German courts found numerous hurdles in the way of approving the US prosecutors’ requests, including worries about the potential sentence faced by Findikoğlu, which could be as much as 247 years.
There were also issues with the charges leveled against him by the US, which included a conspiracy charge not consistent with German law.
Now it seems that all these obstacles have been resolved, and Findikoğlu flew to the US on Tuesday to face his indictment in a Brooklyn court yesterday.
He stands accused on eight separate counts, including multiple counts of computer intrusion, bank fraud, wire fraud and conspiracy to commit these various frauds, all taking place between early 2010 and mid 2013.
The charges relate to a series of hacks into payment processing firms, including FIS, ECS and EnStage, which led to the accessing of data on prepaid debit cards and the removal of withdrawal limits on those cards.
This data was then used to orchestrate a string of carefully-timed “cashing out” operations where teams of crooks withdrew cash from ATMs in cities around the world.

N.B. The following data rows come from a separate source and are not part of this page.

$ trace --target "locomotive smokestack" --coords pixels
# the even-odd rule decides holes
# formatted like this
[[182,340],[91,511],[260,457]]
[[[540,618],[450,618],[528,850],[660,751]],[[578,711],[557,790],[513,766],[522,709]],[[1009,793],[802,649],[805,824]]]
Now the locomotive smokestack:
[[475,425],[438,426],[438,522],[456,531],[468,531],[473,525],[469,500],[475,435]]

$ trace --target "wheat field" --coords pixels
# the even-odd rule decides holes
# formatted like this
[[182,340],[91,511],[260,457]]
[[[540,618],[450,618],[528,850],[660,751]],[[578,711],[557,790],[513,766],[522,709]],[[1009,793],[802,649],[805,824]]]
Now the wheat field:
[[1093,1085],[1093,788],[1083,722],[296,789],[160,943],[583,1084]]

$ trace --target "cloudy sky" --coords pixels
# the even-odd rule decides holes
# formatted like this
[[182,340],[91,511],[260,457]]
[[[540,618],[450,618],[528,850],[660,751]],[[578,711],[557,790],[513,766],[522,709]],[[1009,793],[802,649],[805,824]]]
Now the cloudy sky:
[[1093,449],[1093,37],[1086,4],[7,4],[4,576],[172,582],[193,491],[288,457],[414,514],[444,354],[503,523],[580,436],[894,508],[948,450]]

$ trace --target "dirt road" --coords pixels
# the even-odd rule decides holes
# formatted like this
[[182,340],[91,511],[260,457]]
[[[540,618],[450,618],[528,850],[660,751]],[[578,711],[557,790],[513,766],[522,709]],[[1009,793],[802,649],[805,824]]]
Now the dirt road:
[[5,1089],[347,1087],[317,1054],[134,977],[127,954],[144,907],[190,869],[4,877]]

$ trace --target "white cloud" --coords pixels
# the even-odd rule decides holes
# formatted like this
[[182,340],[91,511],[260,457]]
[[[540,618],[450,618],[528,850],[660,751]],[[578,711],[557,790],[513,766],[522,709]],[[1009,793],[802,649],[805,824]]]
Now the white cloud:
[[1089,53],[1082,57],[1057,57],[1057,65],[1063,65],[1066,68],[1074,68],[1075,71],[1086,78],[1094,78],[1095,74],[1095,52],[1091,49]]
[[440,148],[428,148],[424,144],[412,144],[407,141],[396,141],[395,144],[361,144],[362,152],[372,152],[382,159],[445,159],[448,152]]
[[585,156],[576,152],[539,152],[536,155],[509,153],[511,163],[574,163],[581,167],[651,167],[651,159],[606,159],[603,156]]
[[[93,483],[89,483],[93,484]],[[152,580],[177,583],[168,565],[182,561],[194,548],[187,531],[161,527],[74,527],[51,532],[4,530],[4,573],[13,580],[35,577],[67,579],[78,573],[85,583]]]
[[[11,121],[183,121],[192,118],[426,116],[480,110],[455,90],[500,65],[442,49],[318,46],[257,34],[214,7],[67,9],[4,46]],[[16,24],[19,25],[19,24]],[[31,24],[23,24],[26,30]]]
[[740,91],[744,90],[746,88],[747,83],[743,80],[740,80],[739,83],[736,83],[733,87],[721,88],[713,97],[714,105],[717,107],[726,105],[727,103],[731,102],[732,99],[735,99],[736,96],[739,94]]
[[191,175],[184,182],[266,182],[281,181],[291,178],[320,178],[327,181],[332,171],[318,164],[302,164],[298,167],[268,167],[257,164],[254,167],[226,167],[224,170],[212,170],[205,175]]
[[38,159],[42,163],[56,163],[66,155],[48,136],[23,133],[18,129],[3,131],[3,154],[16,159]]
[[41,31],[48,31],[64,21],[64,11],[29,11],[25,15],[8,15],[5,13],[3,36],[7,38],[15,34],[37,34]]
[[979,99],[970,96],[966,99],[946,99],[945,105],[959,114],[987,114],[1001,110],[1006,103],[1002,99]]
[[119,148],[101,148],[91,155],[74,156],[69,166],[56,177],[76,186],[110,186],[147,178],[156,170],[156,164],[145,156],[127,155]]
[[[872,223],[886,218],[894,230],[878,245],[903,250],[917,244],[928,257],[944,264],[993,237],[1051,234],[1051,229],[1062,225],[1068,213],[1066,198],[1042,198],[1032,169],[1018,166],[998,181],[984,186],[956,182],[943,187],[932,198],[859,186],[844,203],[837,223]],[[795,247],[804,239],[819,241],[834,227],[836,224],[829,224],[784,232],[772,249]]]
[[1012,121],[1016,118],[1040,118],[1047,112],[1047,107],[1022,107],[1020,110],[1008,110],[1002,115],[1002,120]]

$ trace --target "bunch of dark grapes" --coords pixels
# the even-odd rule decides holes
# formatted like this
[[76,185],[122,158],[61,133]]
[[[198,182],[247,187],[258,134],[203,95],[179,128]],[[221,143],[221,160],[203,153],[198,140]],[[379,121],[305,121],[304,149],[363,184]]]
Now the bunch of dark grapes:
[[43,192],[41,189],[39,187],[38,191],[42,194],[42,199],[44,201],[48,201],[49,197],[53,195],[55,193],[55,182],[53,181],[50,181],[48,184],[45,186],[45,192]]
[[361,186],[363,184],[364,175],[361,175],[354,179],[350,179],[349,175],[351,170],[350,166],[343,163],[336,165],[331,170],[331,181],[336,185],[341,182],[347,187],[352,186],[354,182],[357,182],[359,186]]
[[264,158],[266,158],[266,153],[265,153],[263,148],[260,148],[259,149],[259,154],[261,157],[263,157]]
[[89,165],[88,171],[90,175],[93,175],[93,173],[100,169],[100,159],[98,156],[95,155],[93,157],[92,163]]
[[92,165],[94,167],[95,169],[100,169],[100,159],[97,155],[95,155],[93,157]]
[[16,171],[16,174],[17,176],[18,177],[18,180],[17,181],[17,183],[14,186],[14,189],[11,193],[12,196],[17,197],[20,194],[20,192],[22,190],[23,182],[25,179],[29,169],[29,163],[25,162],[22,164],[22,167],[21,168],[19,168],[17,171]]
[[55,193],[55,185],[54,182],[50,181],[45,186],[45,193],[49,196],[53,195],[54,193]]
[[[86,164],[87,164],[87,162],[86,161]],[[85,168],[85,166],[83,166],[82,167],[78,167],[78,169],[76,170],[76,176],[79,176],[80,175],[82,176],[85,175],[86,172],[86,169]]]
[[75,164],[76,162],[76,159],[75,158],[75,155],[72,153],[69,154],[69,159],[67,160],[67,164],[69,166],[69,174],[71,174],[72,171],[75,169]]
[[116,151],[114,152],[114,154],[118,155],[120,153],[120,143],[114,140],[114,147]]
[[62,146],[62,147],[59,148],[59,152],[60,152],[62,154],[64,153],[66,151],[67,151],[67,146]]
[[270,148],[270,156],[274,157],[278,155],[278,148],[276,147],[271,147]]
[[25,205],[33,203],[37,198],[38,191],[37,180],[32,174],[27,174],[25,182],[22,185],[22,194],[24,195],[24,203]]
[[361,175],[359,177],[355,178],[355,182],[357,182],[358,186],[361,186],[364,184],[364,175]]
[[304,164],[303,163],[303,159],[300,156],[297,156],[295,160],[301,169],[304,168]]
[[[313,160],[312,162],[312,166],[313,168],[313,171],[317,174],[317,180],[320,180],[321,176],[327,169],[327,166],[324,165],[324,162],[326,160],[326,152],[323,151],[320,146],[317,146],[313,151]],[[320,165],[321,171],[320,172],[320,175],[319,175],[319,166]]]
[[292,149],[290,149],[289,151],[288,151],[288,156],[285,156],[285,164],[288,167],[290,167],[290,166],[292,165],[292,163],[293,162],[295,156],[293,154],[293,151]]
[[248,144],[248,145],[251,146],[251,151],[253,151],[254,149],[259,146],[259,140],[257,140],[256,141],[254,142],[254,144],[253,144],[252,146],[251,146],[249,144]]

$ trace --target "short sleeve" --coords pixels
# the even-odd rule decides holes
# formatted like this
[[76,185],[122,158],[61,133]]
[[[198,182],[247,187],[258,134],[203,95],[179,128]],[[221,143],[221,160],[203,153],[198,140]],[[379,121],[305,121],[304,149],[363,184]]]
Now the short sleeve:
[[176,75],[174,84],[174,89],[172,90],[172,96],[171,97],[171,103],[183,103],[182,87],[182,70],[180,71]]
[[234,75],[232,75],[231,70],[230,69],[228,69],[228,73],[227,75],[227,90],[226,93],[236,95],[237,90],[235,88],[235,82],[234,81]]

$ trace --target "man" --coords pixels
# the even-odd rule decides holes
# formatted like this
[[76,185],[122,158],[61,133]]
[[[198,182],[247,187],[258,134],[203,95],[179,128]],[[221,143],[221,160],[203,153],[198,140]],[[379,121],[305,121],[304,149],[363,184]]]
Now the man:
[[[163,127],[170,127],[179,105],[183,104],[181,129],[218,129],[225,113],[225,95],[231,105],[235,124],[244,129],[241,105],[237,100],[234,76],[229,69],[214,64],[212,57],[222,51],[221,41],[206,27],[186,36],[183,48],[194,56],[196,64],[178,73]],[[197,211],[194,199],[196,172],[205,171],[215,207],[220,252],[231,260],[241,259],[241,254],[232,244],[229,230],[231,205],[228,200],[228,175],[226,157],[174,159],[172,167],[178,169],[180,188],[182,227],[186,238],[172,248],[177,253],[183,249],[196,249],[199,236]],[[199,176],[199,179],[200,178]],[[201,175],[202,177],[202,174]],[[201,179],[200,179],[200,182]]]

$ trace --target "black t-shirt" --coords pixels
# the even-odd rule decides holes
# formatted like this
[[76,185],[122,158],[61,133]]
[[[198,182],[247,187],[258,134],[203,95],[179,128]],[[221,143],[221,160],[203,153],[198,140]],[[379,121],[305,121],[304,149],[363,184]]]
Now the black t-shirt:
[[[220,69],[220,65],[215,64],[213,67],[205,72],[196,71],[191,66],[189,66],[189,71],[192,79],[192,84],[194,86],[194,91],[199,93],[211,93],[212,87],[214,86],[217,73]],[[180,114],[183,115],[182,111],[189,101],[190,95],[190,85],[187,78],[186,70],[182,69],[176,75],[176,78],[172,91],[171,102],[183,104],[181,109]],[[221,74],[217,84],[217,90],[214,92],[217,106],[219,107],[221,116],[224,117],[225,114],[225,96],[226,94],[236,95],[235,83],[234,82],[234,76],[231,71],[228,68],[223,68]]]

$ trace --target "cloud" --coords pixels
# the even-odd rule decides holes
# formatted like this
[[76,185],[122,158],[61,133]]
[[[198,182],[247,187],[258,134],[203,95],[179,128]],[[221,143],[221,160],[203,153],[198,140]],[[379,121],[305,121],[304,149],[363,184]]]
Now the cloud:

After smaller runs in February 2011 and December 2012, a massive operation on 19-20 February 2013 saw 36,000 withdrawals in 24 different countries, adding up to $40 million in bank losses.
An operation on this scale involves large numbers of people, and many lower down the chain have already been rounded up, with some having been tried and sentenced; the recent arrests of 25 people in Romania is just one of many incidents thought to be connected to the worldwide investigation into the spree of fraud, and to Findikoğlu.
From the indictment documents released by the US Department of Justice, it seems likely that at least one other suspect sits alongside Findikoğlu at the top of the tree. The charge sheet is heavily redacted, with a second name blacked out each time Findikoğlu’s appears.
Just who this suspected accomplice may be remains mysterious, but it seems likely we’ll be hearing more on this case, which has already been making headlines for several years.
With the hacking operation hitting global institutions at sites around the world, and the cashing-out stage spread across numerous cities and countries, there’s a massive amount of legal work to do to pin down those responsible and get the various countries involved to agree on what to do about the criminals once they’ve been found.
The extradition process can drag on for years even in more straightforward cases, so it’s good to see some progress being made in these highly complex international cybercrime investigations.
For Ercan Findikoğlu, the next step will be trial and the possibility of that epic 247-year sentence.